Mario FERRISI
Les amandiers de Laugé
Ils sont toujours posés tout au long des talus
Penchant vers le Pujal, se tenant par la main
Agitant en riant leurs branches chevelues
Barbouillant de leur ombre l'Achillée ou le Thym
Dans ce radieux midi qui farde les vallons
Les oiseaux rayonnants ont de sublimes chants
La nature éternelle disperse ses rayons
Sur le chemin mythique des amandiers géants
Vous souvient-il des temps où l'homme au chevalet
Avec son front serein et son âme discrète
Venait brosser ses toiles, les magnifiant d'un trait
Puis remerciait le ciel en ôtant sa casquette
Ah, comme il était beau, l'artiste dans sa gloire
Son paysage ouvert devant l'astre du jour
Dès l'aube sur un banc où il venait s'asseoir
Pour guetter la lumière, l'ombre et les contre-jours
Son pinceau vénérable lui tenait l'univers
Les horizons dorés par le soleil levant
Fleuraisons d'amandiers, éclosions familières
Qui faisaient de ces lieux, un Eden énivrant
****
Jean ESPARBIE
Dans l'Histoire
Glacé par les terreurs, nombreuses dans l’Histoire,
Je redoute toujours un serpent ténébreux
Au rampement feutré vers la folle victoire
Sur celui qui mourra sous le reptile affreux.

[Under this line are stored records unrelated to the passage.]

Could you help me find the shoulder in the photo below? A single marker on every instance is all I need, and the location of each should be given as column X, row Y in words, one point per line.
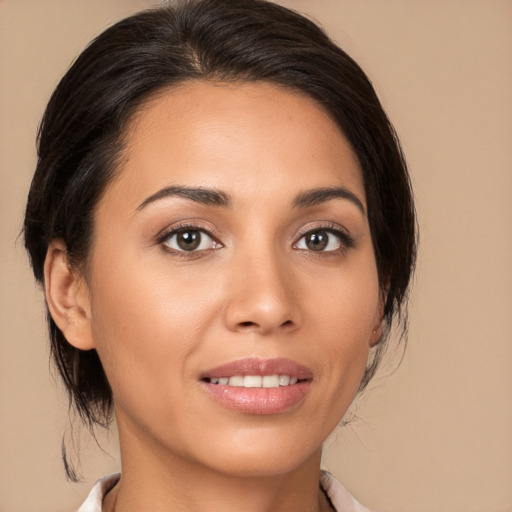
column 98, row 492
column 340, row 498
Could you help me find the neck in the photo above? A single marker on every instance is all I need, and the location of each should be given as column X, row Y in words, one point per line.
column 154, row 479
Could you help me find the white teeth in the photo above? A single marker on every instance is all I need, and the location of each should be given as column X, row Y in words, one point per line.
column 256, row 381
column 252, row 381
column 271, row 381
column 284, row 380
column 237, row 380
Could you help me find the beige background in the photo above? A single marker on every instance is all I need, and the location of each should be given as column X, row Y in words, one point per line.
column 437, row 435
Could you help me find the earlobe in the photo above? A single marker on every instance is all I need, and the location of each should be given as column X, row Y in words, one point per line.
column 67, row 297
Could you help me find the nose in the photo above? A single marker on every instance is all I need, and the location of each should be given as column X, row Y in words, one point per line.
column 261, row 296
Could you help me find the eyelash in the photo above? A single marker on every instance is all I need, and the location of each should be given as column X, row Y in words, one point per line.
column 183, row 228
column 346, row 240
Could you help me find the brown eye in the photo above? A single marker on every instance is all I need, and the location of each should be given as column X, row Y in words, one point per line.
column 188, row 240
column 317, row 241
column 324, row 240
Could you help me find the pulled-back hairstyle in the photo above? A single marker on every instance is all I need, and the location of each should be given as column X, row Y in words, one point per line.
column 81, row 136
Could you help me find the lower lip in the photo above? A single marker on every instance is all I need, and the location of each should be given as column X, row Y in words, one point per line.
column 259, row 400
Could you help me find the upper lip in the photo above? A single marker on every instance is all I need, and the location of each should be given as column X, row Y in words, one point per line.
column 255, row 366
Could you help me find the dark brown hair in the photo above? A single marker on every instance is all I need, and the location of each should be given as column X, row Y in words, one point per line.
column 81, row 138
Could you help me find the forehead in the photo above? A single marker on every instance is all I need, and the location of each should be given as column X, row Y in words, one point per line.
column 250, row 137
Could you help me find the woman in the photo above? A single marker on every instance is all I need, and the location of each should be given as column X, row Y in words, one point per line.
column 222, row 220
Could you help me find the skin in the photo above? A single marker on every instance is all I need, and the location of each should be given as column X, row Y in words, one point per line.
column 159, row 317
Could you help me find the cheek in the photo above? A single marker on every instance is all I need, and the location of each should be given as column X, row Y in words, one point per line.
column 145, row 323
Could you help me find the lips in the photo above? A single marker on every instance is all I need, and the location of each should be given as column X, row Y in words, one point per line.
column 256, row 386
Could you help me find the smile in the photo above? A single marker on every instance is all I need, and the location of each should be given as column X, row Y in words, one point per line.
column 258, row 387
column 255, row 381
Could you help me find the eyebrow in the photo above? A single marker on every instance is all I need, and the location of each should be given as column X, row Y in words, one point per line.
column 322, row 195
column 206, row 196
column 213, row 197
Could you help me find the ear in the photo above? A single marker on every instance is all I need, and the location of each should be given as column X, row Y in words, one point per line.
column 377, row 328
column 67, row 296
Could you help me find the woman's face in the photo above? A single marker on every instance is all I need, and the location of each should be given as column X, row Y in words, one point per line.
column 233, row 244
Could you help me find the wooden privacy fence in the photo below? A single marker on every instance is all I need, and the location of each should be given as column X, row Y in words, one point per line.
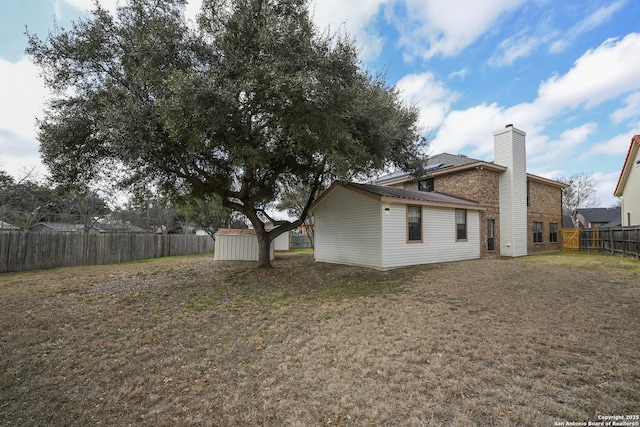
column 20, row 251
column 614, row 240
column 571, row 239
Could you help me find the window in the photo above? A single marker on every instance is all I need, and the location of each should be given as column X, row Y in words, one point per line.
column 461, row 224
column 414, row 223
column 553, row 232
column 425, row 184
column 491, row 231
column 537, row 232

On donnerait bien sûr à cette bête infâme
Le nom d’un insensé fort connu dans temps
Jusqu’à troubler l’esprit et faire frémir l’âme
À chaque bond du corps sans doute pour longtemps.
Dans le tamis des ans, il me reste en mémoire
Clovis parmi les Francs, Charlemagne empereur,
Le juste Saint Louis dont on vante la gloire,
Puis le bon roi Soleil loué pour sa grandeur.

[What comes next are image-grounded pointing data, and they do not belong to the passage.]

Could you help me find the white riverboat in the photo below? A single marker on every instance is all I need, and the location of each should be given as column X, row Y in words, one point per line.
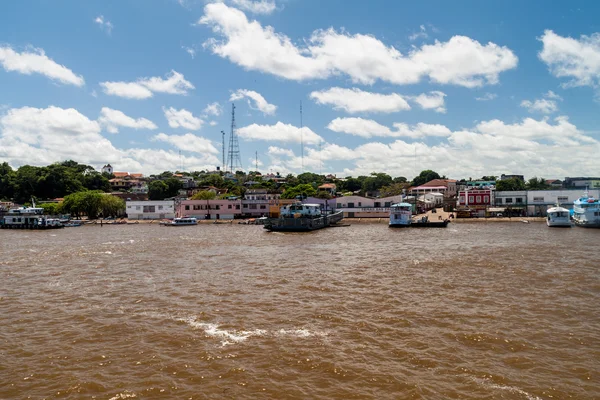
column 558, row 217
column 183, row 221
column 400, row 215
column 586, row 211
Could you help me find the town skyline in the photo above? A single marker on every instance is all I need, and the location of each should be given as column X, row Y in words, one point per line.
column 476, row 90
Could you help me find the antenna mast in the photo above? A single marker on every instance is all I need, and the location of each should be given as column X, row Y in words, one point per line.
column 301, row 137
column 223, row 145
column 235, row 161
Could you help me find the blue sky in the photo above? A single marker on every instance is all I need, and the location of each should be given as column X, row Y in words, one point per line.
column 466, row 89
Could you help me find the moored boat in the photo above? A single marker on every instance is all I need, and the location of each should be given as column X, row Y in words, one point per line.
column 300, row 217
column 558, row 217
column 29, row 218
column 183, row 221
column 586, row 211
column 400, row 215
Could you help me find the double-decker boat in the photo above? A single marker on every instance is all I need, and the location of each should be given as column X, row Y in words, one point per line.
column 586, row 211
column 558, row 217
column 300, row 217
column 400, row 215
column 183, row 221
column 29, row 218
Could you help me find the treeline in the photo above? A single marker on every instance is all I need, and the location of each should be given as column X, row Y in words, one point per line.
column 50, row 182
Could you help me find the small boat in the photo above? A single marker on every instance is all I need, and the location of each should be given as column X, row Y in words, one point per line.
column 586, row 211
column 300, row 217
column 183, row 221
column 400, row 215
column 425, row 223
column 558, row 217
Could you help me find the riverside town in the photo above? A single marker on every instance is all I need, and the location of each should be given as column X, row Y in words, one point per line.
column 78, row 194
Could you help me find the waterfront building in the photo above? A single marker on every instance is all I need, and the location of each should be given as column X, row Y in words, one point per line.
column 256, row 202
column 150, row 209
column 210, row 209
column 474, row 202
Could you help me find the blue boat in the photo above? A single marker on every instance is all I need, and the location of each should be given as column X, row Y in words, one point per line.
column 586, row 211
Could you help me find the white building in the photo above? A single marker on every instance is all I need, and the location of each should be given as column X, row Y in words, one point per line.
column 151, row 209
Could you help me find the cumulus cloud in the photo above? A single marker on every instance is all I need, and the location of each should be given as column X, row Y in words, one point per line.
column 575, row 59
column 487, row 97
column 214, row 109
column 433, row 100
column 144, row 88
column 182, row 119
column 188, row 142
column 356, row 101
column 41, row 136
column 105, row 25
column 34, row 60
column 368, row 128
column 364, row 58
column 545, row 105
column 111, row 120
column 255, row 101
column 279, row 132
column 255, row 7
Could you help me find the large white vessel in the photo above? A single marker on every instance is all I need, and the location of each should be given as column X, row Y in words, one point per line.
column 586, row 211
column 558, row 217
column 400, row 215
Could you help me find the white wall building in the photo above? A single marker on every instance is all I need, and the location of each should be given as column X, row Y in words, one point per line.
column 151, row 209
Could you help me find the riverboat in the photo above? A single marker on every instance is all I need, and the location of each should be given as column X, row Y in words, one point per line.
column 183, row 221
column 300, row 217
column 400, row 215
column 558, row 217
column 586, row 211
column 29, row 218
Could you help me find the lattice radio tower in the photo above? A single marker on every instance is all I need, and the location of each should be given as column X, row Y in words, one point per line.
column 234, row 158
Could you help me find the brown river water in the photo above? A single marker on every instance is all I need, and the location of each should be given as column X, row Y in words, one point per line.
column 473, row 311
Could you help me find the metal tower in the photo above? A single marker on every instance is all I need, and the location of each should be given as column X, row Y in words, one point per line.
column 234, row 158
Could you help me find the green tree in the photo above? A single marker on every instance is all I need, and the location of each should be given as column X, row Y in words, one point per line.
column 204, row 195
column 157, row 190
column 424, row 177
column 299, row 190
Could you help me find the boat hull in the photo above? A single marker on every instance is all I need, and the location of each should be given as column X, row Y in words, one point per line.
column 302, row 224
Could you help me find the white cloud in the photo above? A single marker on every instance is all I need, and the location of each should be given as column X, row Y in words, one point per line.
column 182, row 118
column 259, row 101
column 422, row 34
column 546, row 105
column 578, row 60
column 144, row 88
column 256, row 7
column 190, row 50
column 487, row 97
column 274, row 150
column 368, row 128
column 434, row 100
column 113, row 119
column 188, row 142
column 105, row 25
column 42, row 136
column 365, row 59
column 214, row 109
column 35, row 61
column 355, row 100
column 279, row 132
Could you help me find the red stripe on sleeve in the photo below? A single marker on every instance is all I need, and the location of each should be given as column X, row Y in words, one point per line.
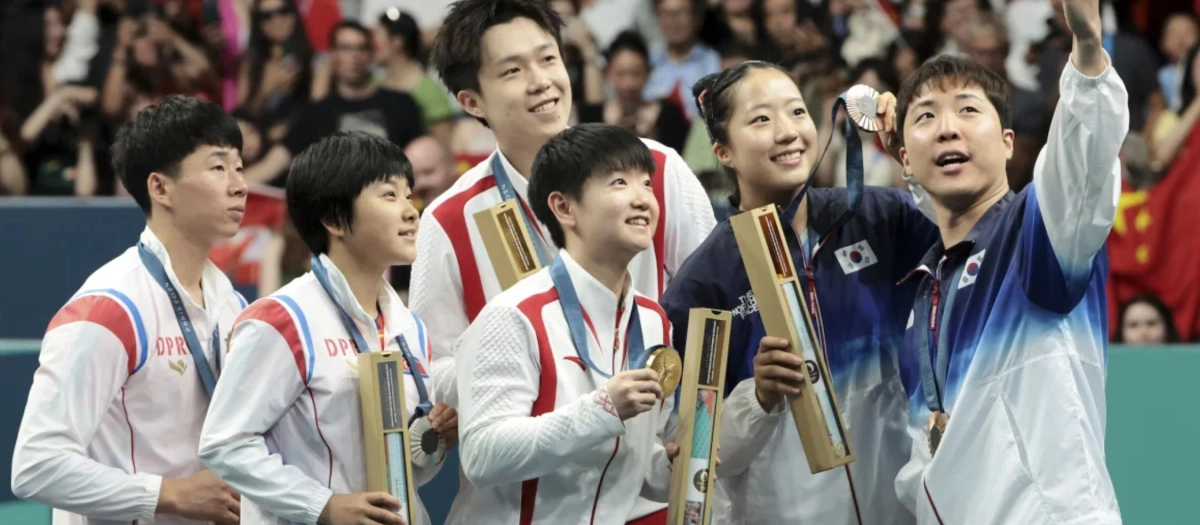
column 274, row 314
column 659, row 185
column 547, row 386
column 106, row 312
column 654, row 306
column 453, row 217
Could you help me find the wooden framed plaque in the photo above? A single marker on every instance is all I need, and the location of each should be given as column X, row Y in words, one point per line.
column 387, row 441
column 508, row 242
column 781, row 303
column 701, row 400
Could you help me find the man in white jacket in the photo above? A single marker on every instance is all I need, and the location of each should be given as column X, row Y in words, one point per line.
column 126, row 368
column 562, row 422
column 286, row 422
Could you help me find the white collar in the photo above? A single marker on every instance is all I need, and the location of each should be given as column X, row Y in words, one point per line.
column 595, row 299
column 214, row 283
column 395, row 314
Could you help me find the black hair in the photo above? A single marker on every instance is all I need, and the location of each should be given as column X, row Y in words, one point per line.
column 327, row 176
column 1173, row 335
column 457, row 49
column 405, row 28
column 628, row 41
column 714, row 96
column 1187, row 86
column 946, row 72
column 352, row 25
column 163, row 134
column 565, row 163
column 259, row 52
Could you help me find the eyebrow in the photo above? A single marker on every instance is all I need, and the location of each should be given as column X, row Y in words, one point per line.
column 516, row 56
column 768, row 104
column 929, row 102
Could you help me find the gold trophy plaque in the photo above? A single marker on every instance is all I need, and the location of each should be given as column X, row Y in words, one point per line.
column 701, row 402
column 508, row 242
column 387, row 442
column 784, row 312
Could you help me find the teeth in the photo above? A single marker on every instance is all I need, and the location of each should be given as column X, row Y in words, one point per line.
column 787, row 157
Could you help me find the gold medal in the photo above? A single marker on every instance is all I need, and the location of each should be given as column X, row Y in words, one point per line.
column 937, row 422
column 862, row 108
column 667, row 363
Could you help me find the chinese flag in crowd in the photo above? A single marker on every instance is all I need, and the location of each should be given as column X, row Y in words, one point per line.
column 1155, row 246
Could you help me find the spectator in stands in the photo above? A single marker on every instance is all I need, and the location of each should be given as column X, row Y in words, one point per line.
column 433, row 170
column 399, row 43
column 682, row 59
column 354, row 104
column 1145, row 320
column 1181, row 31
column 276, row 76
column 627, row 68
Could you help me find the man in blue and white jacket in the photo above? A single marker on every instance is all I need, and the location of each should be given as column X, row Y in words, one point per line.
column 1005, row 357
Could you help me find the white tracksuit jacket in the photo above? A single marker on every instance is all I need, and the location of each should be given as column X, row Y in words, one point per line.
column 117, row 404
column 286, row 423
column 453, row 276
column 541, row 442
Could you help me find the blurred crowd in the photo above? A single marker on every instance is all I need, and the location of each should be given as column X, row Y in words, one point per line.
column 292, row 71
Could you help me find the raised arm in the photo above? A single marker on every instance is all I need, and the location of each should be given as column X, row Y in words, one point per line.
column 1077, row 177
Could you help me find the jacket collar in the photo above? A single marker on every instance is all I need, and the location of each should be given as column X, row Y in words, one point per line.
column 396, row 315
column 214, row 283
column 597, row 300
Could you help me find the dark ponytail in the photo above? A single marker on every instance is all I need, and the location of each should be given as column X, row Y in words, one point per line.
column 714, row 97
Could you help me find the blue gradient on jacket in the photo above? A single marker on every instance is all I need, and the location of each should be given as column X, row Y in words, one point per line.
column 863, row 312
column 1021, row 295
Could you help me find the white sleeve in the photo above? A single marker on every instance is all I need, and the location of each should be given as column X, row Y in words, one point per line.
column 909, row 480
column 436, row 296
column 657, row 486
column 78, row 48
column 690, row 218
column 258, row 385
column 83, row 368
column 1078, row 176
column 498, row 382
column 745, row 428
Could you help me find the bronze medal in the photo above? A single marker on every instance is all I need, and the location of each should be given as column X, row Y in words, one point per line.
column 670, row 367
column 937, row 422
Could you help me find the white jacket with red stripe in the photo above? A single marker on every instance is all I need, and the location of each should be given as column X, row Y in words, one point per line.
column 285, row 428
column 117, row 404
column 541, row 442
column 453, row 276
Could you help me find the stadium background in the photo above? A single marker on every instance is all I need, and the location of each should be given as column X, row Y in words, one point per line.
column 54, row 243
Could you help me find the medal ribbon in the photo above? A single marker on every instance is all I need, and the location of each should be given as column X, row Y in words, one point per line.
column 424, row 405
column 574, row 314
column 505, row 186
column 208, row 376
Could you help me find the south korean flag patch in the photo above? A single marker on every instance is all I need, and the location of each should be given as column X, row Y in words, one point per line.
column 972, row 270
column 856, row 257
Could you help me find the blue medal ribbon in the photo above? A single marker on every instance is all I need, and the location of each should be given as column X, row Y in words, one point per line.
column 424, row 406
column 505, row 187
column 574, row 314
column 208, row 376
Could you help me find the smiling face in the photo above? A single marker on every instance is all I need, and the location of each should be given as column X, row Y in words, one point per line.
column 772, row 137
column 955, row 145
column 525, row 91
column 209, row 195
column 616, row 213
column 384, row 224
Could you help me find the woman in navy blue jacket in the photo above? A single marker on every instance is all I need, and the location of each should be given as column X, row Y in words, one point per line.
column 851, row 259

D’autres Français aussi à la tête superbe
Peuplent les souvenirs des leçons du passé,
Comme Napoléon, engendré par le Verbe
Et Lucifer unis dans un ordre classé.
Ici nul n’oserait ternir leur aura blanche
Mais ailleurs parfois loin beaucoup souligneraient
Les drames supportés par la volonté franche
D’exterminer partout ceux qui les imploraient.

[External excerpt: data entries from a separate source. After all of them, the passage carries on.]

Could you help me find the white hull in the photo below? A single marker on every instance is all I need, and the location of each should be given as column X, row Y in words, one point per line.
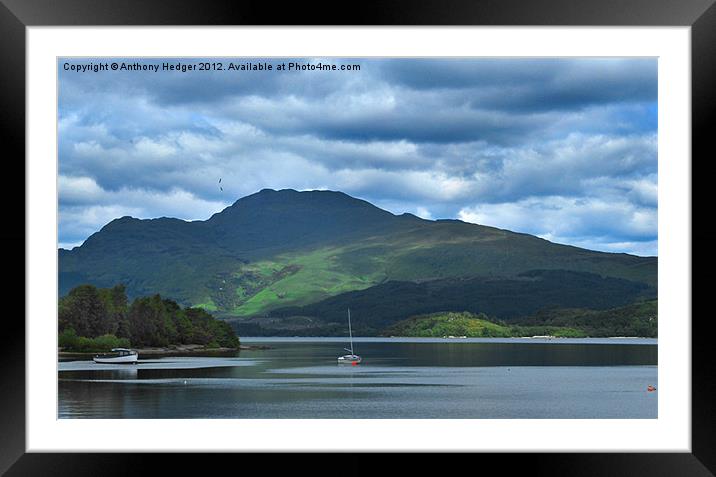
column 130, row 359
column 349, row 359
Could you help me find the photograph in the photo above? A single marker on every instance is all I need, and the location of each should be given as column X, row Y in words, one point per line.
column 357, row 237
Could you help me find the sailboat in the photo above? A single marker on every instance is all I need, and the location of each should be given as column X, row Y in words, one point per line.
column 349, row 358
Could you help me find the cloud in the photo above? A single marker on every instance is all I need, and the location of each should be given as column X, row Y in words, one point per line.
column 573, row 141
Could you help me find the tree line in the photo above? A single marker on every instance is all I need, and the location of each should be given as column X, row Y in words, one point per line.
column 94, row 313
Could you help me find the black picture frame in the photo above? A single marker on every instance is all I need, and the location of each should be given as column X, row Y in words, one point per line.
column 16, row 15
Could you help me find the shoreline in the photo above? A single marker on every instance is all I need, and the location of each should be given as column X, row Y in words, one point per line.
column 179, row 350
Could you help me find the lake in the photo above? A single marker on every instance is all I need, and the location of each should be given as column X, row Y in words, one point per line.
column 400, row 378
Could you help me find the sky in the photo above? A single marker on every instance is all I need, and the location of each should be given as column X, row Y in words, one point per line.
column 565, row 149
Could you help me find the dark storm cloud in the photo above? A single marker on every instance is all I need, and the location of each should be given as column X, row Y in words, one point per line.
column 491, row 140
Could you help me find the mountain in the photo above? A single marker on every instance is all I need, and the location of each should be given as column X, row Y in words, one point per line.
column 279, row 250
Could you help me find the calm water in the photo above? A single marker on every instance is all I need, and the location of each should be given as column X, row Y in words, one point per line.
column 399, row 378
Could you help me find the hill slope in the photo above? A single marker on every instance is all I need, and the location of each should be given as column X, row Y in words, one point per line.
column 276, row 249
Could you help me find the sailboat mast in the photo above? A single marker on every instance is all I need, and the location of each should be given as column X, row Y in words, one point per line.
column 350, row 332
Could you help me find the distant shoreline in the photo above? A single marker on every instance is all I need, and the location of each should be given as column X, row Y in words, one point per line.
column 180, row 350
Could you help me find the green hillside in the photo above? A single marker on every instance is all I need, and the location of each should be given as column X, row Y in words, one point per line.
column 278, row 249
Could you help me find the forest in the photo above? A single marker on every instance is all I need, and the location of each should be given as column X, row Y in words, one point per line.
column 98, row 319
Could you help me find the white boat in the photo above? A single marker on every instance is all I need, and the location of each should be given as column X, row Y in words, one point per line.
column 118, row 356
column 351, row 358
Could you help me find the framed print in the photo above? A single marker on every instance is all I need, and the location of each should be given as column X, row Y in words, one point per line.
column 413, row 230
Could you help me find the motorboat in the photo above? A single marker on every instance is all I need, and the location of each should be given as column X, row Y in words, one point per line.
column 117, row 356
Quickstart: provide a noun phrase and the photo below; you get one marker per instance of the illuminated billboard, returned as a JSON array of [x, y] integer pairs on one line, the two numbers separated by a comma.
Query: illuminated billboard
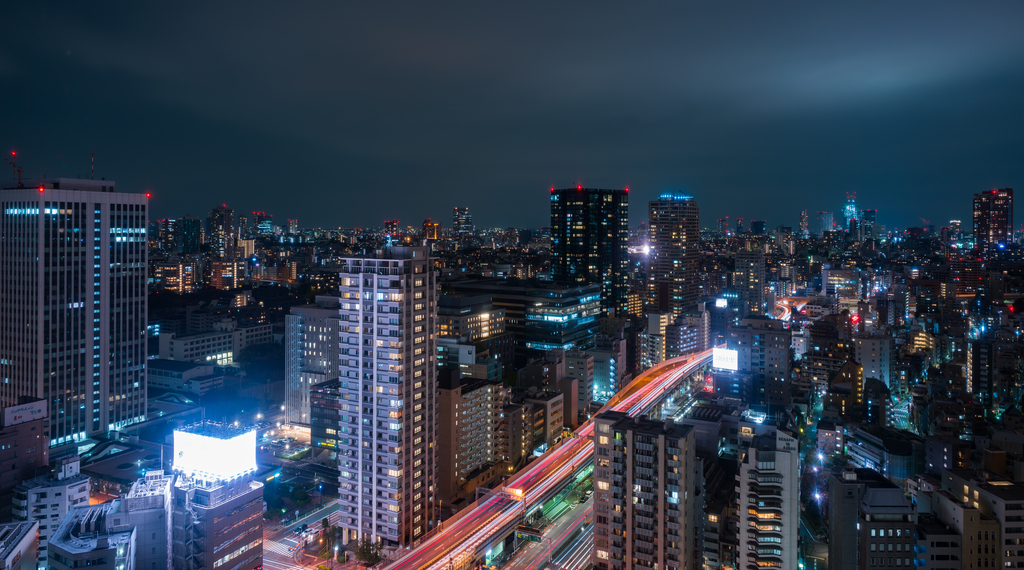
[[725, 358], [214, 452]]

Compté des étrangers, du berceau d’Angleterre
Le Prince Noir surgit dans tout le Languedoc
Tua, pilla, brûla tel jadis dans la guerre
Contre les albigeois mis au bûcher en bloc.
D’aucuns outre le Rhin ruinèrent les entrailles
Du pays affaibli des précédents assauts,
Excités d’acclamer les vastes funérailles
Des chères libertés, avant les vrais sursauts.
L’animal maintenant revêtirait la forme
D’un conquérant dans l’Est, d’un ministre oppresseur
Qui se voudrait vengeur, les deux hors d’une norme
À propos des civils face à l’envahisseur.
Sur le miroir du ciel, nettoyé des orages,
On peut apercevoir les tyrans des malheurs
Qui gonflent la légion des dirigeants aux rages
Ainsi qu’un vertébré dont je crains les horreurs.
Des furieux élans, sombrent dans les abîmes :
Les enfants affamés, les vieillards en lambeaux,
Les pauvres gens chassés, voire maintes victimes
Dont l’ombre du Seigneur caresse les tombeaux.
À l’enfer des conflits le poète s’oppose
Avec ses seuls écrits – armes sans lendemain -,
Suppliques pour la paix qu’au tréfonds il suppose
Impossible vertu dans l’océan humain.